Ky Bowman ha presentato la Finale Scudetto, la Reyer Venezia sfiderà la corazzata Olimpia Milano, con gli orogranata che ritrovano la serie della finale a distanza di sette anni dall'ultima volta. Queste le sue parole in conferenza stampa: "Arrivare a giocare queste finali è un grande risultato per tutti noi, per il club e per l'organizzazione, sono stati 10 mesi di duro lavoro, in cui siamo stati sempre uniti, negli alti e nei bassi che abbiamo avuto. Questo ci ha portato a questa serie, un momento importante per le nostre vite e le nostre carriere".
Come vedi i tuoi compagni in questo momento? Come affronterete la partita?
"Sarà importante farsi trovare pronti. Sappiamo quanto sarà difficile giocare contro Milano, ma abbiamo già affrontato tante squadre forti".

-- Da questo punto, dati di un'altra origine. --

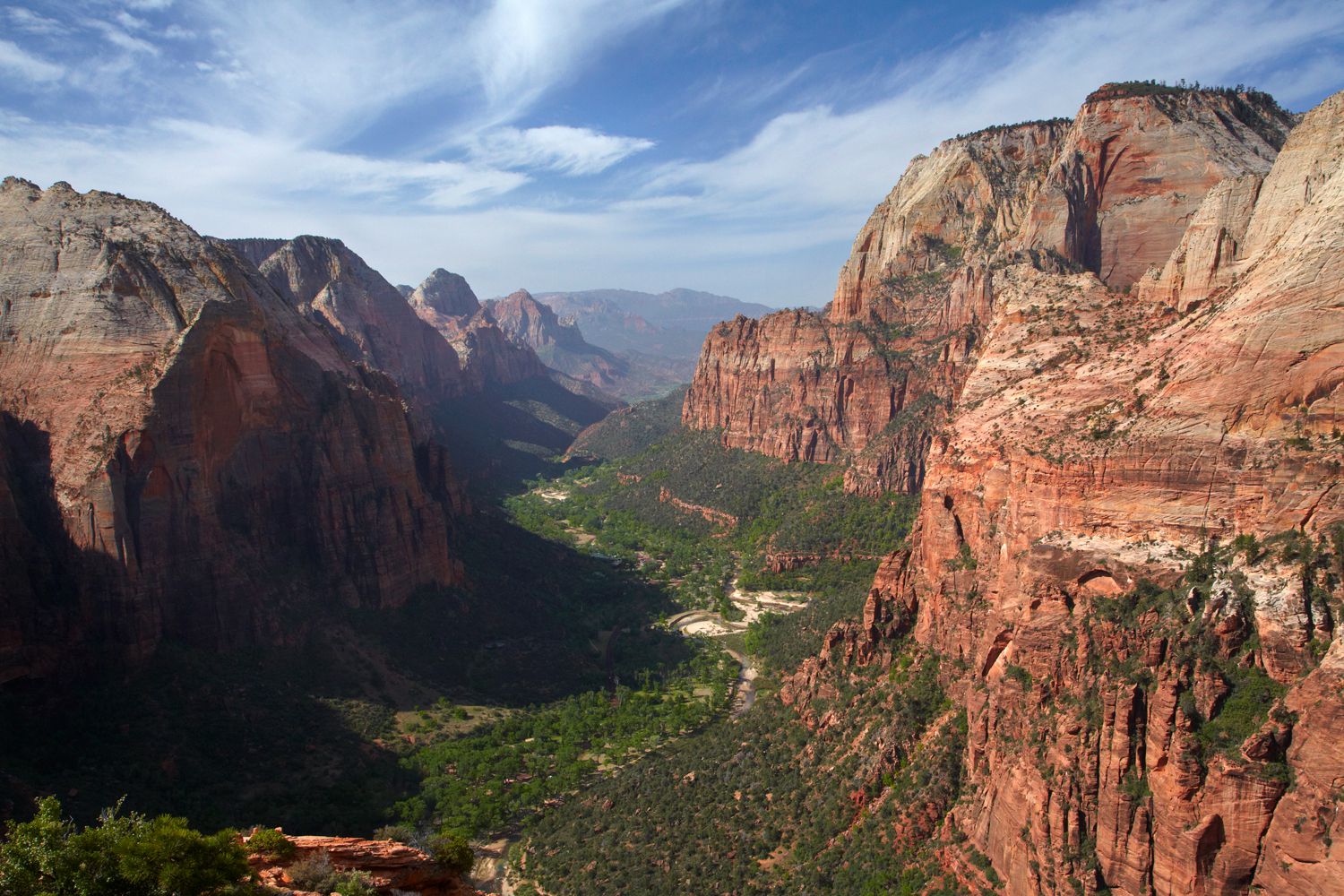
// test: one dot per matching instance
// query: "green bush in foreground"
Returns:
(452, 850)
(50, 856)
(271, 842)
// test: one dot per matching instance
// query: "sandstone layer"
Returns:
(1110, 193)
(559, 344)
(190, 455)
(488, 357)
(1099, 443)
(389, 866)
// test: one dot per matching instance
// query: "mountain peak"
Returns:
(446, 293)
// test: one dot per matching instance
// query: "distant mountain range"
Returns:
(637, 344)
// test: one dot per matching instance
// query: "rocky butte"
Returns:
(866, 382)
(1128, 549)
(193, 447)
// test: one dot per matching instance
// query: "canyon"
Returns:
(866, 381)
(1129, 506)
(187, 421)
(1105, 352)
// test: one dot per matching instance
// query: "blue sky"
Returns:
(726, 145)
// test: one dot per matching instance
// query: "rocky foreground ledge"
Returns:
(392, 866)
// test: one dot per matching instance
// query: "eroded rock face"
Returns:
(368, 316)
(196, 458)
(488, 355)
(559, 344)
(390, 866)
(873, 376)
(969, 191)
(1099, 441)
(1133, 168)
(1112, 193)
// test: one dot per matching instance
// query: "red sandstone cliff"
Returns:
(561, 346)
(368, 316)
(1099, 441)
(488, 355)
(1133, 169)
(188, 454)
(867, 382)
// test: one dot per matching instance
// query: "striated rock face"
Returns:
(865, 384)
(559, 344)
(868, 381)
(1098, 443)
(367, 314)
(444, 293)
(1133, 168)
(488, 355)
(969, 191)
(195, 458)
(392, 866)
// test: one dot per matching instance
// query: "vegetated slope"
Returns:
(1129, 538)
(179, 444)
(631, 429)
(870, 381)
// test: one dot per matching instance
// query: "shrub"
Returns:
(271, 842)
(50, 856)
(314, 872)
(401, 833)
(452, 850)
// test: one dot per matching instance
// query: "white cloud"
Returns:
(121, 39)
(27, 66)
(263, 125)
(523, 47)
(816, 159)
(179, 163)
(32, 22)
(574, 151)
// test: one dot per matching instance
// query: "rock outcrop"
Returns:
(389, 866)
(1128, 735)
(867, 382)
(488, 355)
(193, 457)
(559, 344)
(1136, 166)
(368, 317)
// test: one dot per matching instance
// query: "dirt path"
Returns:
(710, 624)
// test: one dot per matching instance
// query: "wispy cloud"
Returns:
(429, 134)
(18, 62)
(573, 151)
(521, 48)
(26, 19)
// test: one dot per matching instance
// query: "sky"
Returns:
(728, 145)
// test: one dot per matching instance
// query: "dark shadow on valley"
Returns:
(300, 735)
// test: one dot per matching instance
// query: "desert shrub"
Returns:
(401, 833)
(271, 842)
(452, 850)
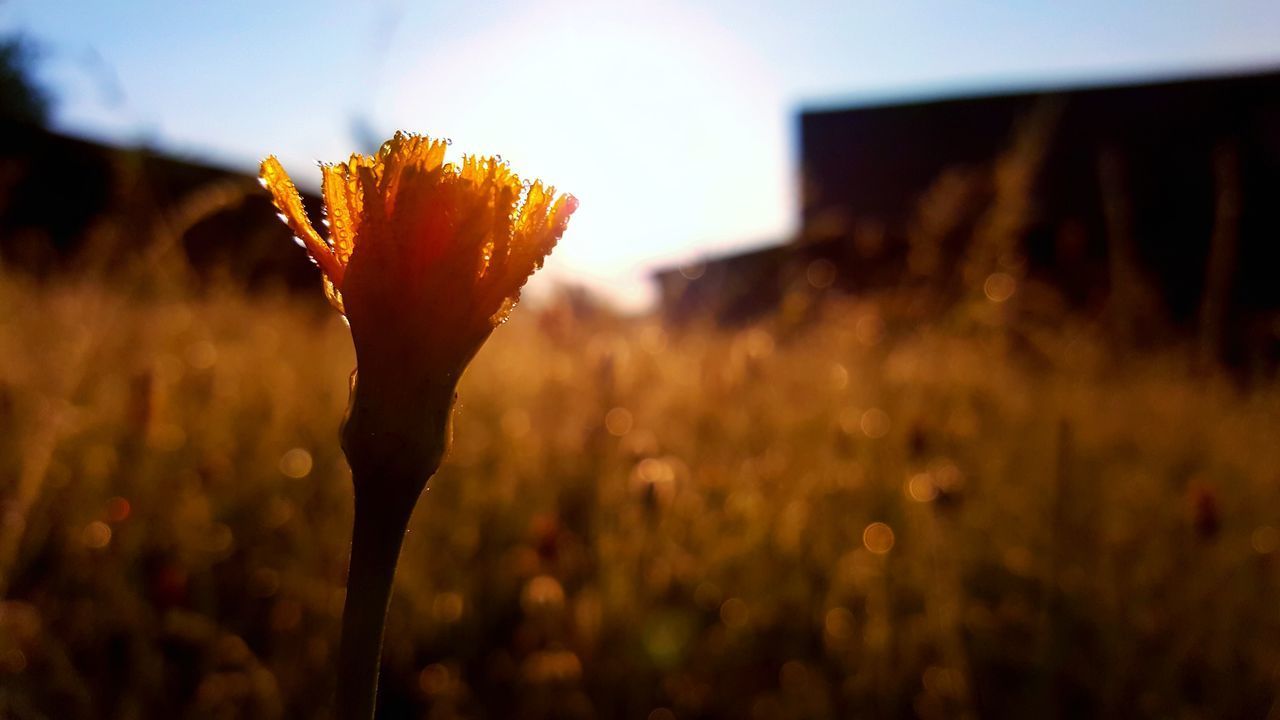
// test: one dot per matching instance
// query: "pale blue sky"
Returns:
(672, 122)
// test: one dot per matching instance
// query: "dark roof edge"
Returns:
(993, 87)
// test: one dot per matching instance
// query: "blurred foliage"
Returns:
(19, 96)
(842, 510)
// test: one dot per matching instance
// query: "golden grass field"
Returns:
(842, 515)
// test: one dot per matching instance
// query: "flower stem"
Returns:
(375, 545)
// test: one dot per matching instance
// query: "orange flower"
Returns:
(425, 259)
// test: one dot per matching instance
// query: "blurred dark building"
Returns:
(1170, 190)
(71, 204)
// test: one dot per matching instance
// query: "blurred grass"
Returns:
(845, 515)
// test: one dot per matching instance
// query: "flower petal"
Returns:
(289, 204)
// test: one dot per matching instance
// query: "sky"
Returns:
(673, 123)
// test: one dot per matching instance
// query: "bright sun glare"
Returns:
(668, 132)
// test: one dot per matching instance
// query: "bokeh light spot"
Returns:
(296, 464)
(878, 538)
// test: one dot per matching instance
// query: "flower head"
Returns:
(425, 259)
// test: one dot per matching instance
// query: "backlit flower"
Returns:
(425, 259)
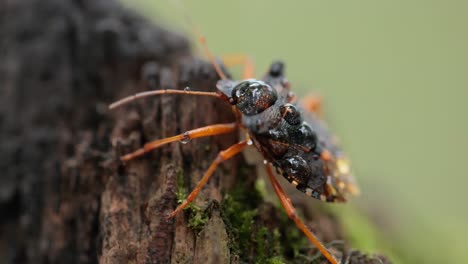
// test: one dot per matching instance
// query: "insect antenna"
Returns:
(201, 40)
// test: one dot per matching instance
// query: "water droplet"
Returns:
(185, 139)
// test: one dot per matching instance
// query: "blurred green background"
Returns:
(394, 78)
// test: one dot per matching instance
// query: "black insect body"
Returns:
(295, 141)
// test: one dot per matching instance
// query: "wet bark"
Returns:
(64, 195)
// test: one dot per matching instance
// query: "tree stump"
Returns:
(65, 197)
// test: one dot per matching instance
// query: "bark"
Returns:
(64, 195)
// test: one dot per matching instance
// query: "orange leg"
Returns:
(291, 211)
(241, 59)
(211, 130)
(312, 103)
(160, 92)
(222, 156)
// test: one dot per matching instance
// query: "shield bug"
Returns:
(290, 135)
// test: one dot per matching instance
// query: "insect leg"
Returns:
(243, 60)
(291, 211)
(211, 130)
(312, 103)
(160, 92)
(222, 156)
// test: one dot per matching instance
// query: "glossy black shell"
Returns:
(291, 139)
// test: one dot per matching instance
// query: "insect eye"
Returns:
(253, 97)
(290, 113)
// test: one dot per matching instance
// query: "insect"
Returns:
(291, 137)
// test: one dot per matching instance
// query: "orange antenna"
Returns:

Qual è ora il vostro punto di forza?
"Credo che non stia nei singoli ma nel gruppo, sappiamo di avere la mentalità giusta e ci supportiamo l'uno con l'altro, stiamo sempre uniti. Riusciamo a giocare anche in ambienti ostili e questo è un punto a nostra favore. La certezza di potercela fare ce la dà il fatto che siamo molto squadra, non molliamo mai".
Il peso della finale:
"Sappiamo che partite andiamo a giocare. Per noi sarà importante pensare una gara alla volta, non dobbiamo metterci eccessiva pressione, dobbiamo stare calmi nell'andamento della serie. Vogliamo finire il lavoro e pensiamo una partita alla volta, stiamo mettendo tutto ciò che abbiamo in ogni allenamento. Per me è molto gratificante essere arrivato in una finale, ma ora vogliamo diventare campioni d'Italia".
E' il momento più alto della tua carriera?
"Sicuramente, non avevo mai giocato le finali. Però ora sono concentrato sul finire il lavoro".
Conterà molto l'esperienza del roster di Milano con tanti giocatori abituati a giocare queste gare?
"No, non credo. Conosciamo bene Milano, hanno giocato tante gare in Eurolega come noi in Eurocup, vincerà chi metterà in campo la miglior mentalità. Hanno giocatori d'esperienza, ma noi abbiamo un coaching staff molto esperto".
Il piano partita:
"La sfida tra le guardie sarà fondamentale come contro Bologna, abbiamo il nostro piano gara e dovremo essere determinati per forzarli a fare cose che non gli piace fare, cercando di fare cose invece con cui noi siamo in confidenza".
Cosa scatta in un giocatore durante i playoff?
"Non so dare una risposta, so che io mi sono messo al servizio della squadra, facendo canestro e cercando di metterci la massima energia in tutto ciò che faccio. Siamo un gran gruppo, ci piace stare insieme in partita, ma ora siamo concentrati sull'obiettivo".